I think the biggest substantive theme of the report was urging steps to encourage information sharing and learning among people working on the front lines on performance measurement in agencies. As I wrote in a different context in a blog post a number of months ago about Challenge.gov, one of the main contributions governmentwide or interagency organizations can make to management improvement is precisely to establish fora for people working in some area in different agencies to talk and compare notes.
The report proposes establishment of "a performance management knowledge exchange network that enables the federal government, state and local governments, non-profit organizations, and other partners and stakeholders to adopt the most effective outcomes-focused performance and evidence-based management practices to address shared problems and pursue opportunities." (This sounds a bit too much like a certifying body for my taste, I would prefer more informal information-sharing.) A very practical suggestion is to "enable sorting across goals by program type" on the Performance.gov site "to facilitate cross-agency learning and collaboration."
Toward the end, the report makes a number of specific recommendations for new initiatives by the next administration that could deepen the practice of performance measurement in government.
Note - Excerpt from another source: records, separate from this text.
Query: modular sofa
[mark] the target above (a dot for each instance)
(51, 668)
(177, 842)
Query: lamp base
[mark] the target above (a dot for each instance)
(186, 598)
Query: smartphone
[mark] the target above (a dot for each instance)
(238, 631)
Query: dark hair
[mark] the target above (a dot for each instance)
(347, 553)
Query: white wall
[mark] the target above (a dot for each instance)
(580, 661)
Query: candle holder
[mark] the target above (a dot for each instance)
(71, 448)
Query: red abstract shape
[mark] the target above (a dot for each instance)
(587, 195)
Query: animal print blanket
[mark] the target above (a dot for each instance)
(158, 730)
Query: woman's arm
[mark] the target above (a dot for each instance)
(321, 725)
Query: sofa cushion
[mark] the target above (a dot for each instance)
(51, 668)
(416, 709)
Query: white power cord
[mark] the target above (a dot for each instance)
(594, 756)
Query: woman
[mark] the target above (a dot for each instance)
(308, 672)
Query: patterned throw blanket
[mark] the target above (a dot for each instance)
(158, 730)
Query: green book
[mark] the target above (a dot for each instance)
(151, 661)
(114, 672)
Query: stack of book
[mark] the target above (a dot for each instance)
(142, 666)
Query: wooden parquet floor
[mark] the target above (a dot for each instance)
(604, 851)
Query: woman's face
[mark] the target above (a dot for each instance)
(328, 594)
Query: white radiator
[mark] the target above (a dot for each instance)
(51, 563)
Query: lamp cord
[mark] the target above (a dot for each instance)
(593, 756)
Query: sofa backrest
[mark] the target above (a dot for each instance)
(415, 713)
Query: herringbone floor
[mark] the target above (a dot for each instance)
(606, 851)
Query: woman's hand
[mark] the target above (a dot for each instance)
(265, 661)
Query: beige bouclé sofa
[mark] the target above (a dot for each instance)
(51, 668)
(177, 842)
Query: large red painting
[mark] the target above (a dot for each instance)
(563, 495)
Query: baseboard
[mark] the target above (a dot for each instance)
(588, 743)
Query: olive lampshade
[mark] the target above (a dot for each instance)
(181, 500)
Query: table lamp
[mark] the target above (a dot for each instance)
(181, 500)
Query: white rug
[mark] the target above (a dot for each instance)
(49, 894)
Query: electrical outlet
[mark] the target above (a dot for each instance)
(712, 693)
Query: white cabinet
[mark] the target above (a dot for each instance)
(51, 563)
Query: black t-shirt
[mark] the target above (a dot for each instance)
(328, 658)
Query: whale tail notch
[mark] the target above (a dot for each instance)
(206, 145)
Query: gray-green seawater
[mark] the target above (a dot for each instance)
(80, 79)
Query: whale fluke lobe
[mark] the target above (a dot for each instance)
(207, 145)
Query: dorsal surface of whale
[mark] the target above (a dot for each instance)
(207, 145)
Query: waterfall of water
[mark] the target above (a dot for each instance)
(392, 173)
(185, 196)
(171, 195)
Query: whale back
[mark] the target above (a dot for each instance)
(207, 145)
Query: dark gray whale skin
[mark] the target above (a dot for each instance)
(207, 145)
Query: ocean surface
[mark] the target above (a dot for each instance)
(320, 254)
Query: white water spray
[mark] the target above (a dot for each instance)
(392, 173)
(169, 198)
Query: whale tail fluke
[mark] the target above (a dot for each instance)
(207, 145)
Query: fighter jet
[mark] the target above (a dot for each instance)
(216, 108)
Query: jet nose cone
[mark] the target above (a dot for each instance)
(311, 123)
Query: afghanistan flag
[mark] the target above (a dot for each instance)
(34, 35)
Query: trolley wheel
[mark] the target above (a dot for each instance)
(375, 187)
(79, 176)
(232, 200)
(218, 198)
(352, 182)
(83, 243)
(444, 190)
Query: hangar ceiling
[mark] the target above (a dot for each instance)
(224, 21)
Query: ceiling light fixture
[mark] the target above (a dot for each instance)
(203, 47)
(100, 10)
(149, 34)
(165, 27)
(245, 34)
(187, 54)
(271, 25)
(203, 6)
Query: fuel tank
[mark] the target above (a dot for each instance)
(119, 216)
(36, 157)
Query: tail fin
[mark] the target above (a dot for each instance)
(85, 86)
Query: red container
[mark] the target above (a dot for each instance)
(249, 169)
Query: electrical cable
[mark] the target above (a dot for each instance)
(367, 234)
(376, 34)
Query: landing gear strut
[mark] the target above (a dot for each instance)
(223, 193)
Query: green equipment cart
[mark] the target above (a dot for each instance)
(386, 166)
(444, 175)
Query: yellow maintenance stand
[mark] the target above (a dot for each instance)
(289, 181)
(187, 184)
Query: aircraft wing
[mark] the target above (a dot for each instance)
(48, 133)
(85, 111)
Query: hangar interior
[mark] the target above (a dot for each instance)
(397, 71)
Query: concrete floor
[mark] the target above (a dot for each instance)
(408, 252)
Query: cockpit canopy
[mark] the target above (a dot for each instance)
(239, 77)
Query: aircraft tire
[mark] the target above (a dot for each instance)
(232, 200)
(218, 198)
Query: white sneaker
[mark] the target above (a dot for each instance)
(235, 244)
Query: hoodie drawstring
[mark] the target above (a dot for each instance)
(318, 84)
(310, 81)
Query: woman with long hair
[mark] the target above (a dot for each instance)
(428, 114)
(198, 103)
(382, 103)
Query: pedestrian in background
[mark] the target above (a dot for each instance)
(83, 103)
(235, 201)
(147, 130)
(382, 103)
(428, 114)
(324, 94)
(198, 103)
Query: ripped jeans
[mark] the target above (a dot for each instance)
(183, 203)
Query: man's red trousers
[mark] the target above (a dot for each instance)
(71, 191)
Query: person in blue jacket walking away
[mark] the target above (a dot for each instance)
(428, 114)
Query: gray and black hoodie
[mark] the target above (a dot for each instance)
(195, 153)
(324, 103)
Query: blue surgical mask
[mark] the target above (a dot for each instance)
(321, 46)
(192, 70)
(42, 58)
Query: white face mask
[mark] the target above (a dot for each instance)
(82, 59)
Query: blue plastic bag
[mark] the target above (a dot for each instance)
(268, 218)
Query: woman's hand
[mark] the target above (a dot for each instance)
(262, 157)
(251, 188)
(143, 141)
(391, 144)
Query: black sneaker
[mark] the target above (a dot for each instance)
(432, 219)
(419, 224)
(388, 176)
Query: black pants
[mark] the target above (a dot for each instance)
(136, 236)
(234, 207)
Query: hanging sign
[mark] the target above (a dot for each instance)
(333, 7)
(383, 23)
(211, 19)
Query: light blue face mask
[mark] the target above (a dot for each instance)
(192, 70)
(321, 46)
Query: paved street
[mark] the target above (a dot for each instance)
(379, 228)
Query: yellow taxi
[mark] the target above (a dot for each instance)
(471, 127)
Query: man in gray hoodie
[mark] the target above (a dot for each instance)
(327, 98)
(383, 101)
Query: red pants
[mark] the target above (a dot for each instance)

They suggest testing "use of on-line crowd-sourcing and feedback via Performance.gov and other platforms to get constructive feedback on goals, measures, evidence, and strategies." And, interestingly, the report suggests putting the most-senior OMB budget officials, program associate directors, in charge as goal leaders for a mission-oriented cross-agency priority goal. This would be a valuable step forward if senior OMB budget officials agreed to it. (In my experience, these leaders are often allergic to management.)
With the kind of endorsement this report represents, chances are good that we will now be having four presidents in a row who endorse this.
I often said when I first started teaching young Kennedy School students about this just before the beginning of this millennium that it was my hope that their generation of public servants would find using performance measurement to manage in government as natural as their counterparts in the private sector found it to be on their jobs. We are not there yet, but we keep getting closer. Thanks, Robert and Shelley for helping.